The U.S. requested an emergency meeting of the United Nations Security Council on October 25. U.S. Ambassador to the United Nations Adlai Stevenson confronted Soviet Ambassador Valerian Zorin in an emergency meeting of the Security Council, challenging him to admit the existence of the missiles. The next day at 10 p.m. EST, the U.S. raised the readiness level of SAC forces to DEFCON 2, indicating “next step to nuclear war,” and one step away from “nuclear war imminent.” For the only confirmed time in U.S. history, while B-52 bombers went on continuous airborne alert, B-47 medium bombers were dispersed to various military and civilian airfields and prepared for takeoff, fully equipped with nuclear warheads, on 15 minutes’ notice.
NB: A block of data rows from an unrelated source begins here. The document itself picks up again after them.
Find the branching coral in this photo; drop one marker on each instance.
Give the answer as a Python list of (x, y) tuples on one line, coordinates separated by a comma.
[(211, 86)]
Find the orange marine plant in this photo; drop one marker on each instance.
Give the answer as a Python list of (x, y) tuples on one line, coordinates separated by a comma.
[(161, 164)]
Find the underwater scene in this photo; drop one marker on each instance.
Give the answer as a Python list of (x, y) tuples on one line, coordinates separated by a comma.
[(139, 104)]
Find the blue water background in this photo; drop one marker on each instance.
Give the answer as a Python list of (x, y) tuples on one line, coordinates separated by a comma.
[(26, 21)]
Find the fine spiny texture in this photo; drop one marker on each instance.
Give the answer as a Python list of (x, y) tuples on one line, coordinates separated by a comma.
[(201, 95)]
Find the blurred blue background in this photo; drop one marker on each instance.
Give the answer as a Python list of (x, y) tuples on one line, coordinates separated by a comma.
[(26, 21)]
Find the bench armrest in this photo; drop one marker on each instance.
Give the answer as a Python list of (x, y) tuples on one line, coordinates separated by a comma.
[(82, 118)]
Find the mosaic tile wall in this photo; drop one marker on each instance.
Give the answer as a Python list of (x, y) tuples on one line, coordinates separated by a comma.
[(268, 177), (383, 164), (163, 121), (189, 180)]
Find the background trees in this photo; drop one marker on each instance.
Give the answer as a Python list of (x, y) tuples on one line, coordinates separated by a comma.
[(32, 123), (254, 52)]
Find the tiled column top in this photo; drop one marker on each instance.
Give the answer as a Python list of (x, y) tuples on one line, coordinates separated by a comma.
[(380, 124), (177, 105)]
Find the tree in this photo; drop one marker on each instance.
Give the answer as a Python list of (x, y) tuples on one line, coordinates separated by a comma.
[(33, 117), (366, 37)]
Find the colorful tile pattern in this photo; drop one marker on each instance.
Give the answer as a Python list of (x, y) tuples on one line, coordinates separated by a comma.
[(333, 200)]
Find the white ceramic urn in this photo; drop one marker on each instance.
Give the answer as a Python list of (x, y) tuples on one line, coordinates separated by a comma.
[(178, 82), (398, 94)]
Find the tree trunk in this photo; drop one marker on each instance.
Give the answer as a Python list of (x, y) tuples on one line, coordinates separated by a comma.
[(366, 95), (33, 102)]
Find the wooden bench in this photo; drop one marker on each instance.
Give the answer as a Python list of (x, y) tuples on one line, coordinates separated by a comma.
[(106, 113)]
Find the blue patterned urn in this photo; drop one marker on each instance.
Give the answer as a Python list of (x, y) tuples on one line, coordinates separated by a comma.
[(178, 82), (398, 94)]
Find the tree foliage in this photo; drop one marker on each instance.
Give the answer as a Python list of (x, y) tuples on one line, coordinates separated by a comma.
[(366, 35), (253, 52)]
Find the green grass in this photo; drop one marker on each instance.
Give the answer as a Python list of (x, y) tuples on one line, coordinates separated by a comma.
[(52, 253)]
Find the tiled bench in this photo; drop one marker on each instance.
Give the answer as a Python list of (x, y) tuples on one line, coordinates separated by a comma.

At this point, the crisis was ostensibly at a stalemate. The USSR had shown no indication that they would back down and in fact made several comments to the contrary. The U.S. had no reason to believe otherwise and was in the early stages of preparing for an invasion along with a nuclear strike on the Soviet Union in case it responded militarily as expected.
Crisis Resolution
The crisis continued with Cuba preparing for invasion until October 27 when, after much deliberation between the Soviet Union and Kennedy’s cabinet, Kennedy secretly agreed to remove all missiles set in southern Italy and in Turkey, the latter on the border of the Soviet Union, in exchange for Khrushchev’s removal of all missiles in Cuba. At 9 a.m. EST on October 28, a new message from Khrushchev was broadcast on Radio Moscow in which he stated that “the Soviet government, in addition to previously issued instructions on the cessation of further work at the building sites for the weapons, has issued a new order on the dismantling of the weapons which you describe as ‘offensive’ and their crating and return to the Soviet Union.” Kennedy immediately responded, issuing a statement calling the letter “an important and constructive contribution to peace.” He continued this with a formal letter:
I consider my letter to you of October twenty-seventh and your reply of today as firm undertakings on the part of both our governments which should be promptly carried out … The US will make a statement in the framework of the Security Council in reference to Cuba as follows: it will declare that the United States of America will respect the inviolability of Cuban borders, its sovereignty, that it take the pledge not to interfere in internal affairs, not to intrude themselves and not to permit our territory to be used as a bridgehead for the invasion of Cuba, and will restrain those who would plan to carry an aggression against Cuba, either from US territory or from the territory of other countries neighboring to Cuba.
The compromise embarrassed Khrushchev and the Soviet Union because the withdrawal of U.S. missiles from Italy and Turkey was a secret deal between Kennedy and Khrushchev. Khrushchev went to Kennedy thinking that the crisis was getting out of hand. The Soviets were seen as retreating from circumstances they had started. Khrushchev’s fall from power two years later was in part because of the Politburo embarrassment at both Khrushchev’s eventual concessions to the U.S. and his ineptitude in precipitating the crisis in the first place. According to Dobrynin, the top Soviet leadership took the Cuban outcome as “a blow to its prestige bordering on humiliation.”